WBCs and platelets did not differ among groups. Although glucose levels were not different among septic and TBI groups, patients of each of the 3 critically ill groups had significantly increased glucose levels compared to controls. Admission levels of CRP, PCT, TG and the TC/HDL ratio were significantly increased in S and SS compared to TBI and C groups (Table 2). Significantly lower were the levels of TC, LDL, and HDL in septic groups compared to C and even to TBI (moderately decreased levels). However, only LDL could discriminate between the two septic groups (p < 0.02) (Figure 1). Although 2 patients with candidemia had low PCT and/or CRP levels (outliers), despite high CD64 expression, differences between bacterial and candida septic patients did not reach statistical significance in any of the measured indices.

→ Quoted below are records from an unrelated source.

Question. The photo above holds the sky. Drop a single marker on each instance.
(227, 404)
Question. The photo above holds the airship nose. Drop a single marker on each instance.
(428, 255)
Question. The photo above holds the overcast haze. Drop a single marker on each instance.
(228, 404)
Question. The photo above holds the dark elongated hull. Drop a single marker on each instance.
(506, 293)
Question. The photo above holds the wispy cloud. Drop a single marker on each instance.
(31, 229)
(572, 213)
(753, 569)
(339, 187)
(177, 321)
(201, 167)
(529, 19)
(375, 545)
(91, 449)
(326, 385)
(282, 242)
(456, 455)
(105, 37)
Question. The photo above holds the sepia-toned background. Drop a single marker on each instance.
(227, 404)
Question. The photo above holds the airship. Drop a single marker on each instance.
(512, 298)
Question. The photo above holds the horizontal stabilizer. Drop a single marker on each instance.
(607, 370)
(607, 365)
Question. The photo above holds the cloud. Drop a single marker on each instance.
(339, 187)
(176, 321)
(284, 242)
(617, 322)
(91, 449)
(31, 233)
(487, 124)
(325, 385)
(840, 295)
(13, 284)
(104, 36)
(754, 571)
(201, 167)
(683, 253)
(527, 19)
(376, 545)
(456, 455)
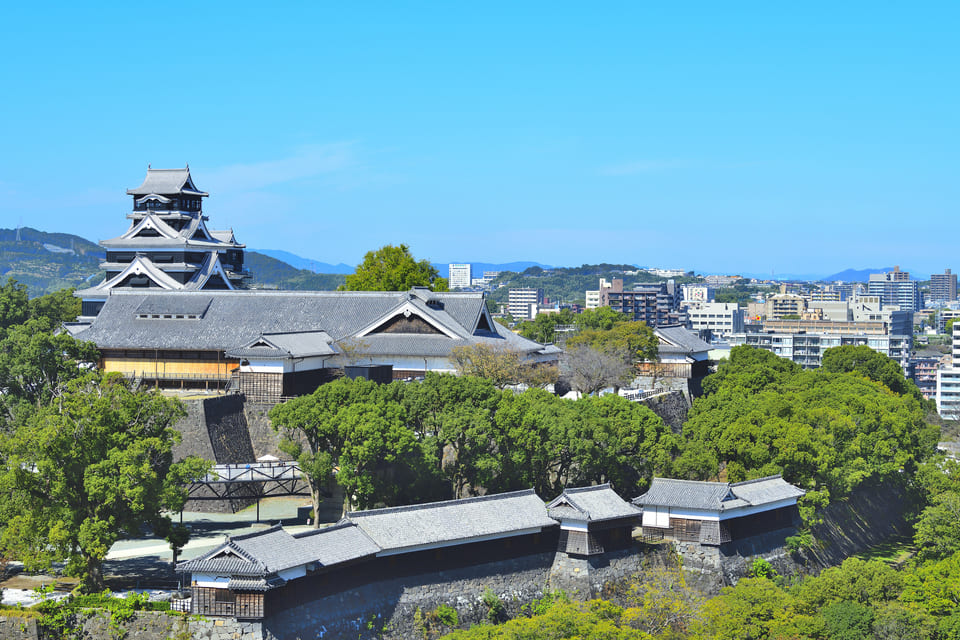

Table 2 Admission acute phase proteins, platelets, and metabolic indices in children with SIRS compared to healthy controls
Figure 1
figure 1

Early phase metabolic patterns were characteristic of the pathologic process significantly differing between sepsis and TBI . Box plots of a) glucose (GL), b) triglycerides (TG), c) low-density-lipoproteins (LDL), and d) high-density-lipoproteins (HDL) in healthy children and in patients with systemic inflammatory response syndrome (SIRS) after Traumatic Brain Injury (TBI), sepsis (S), or severe sepsis (SS). Metabolic patterns differed among the four groups: TG levels were significantly increased and TC, LDL, and HDL significantly lower in septic compared to C and/or TBI groups (p < 0.01)*. GL did not differ between TBI and sepsis groups, whereas only LDL differed between S and SS (p < 0.02)**. The bold black line in box plots indicates the median per group, the bottom of the box indicates the 25th percentile and the top of the box represents the 75th percentile; the T-bars (whiskers) and horizontal lines show minimum and maximum values of the calculated non-outlier values.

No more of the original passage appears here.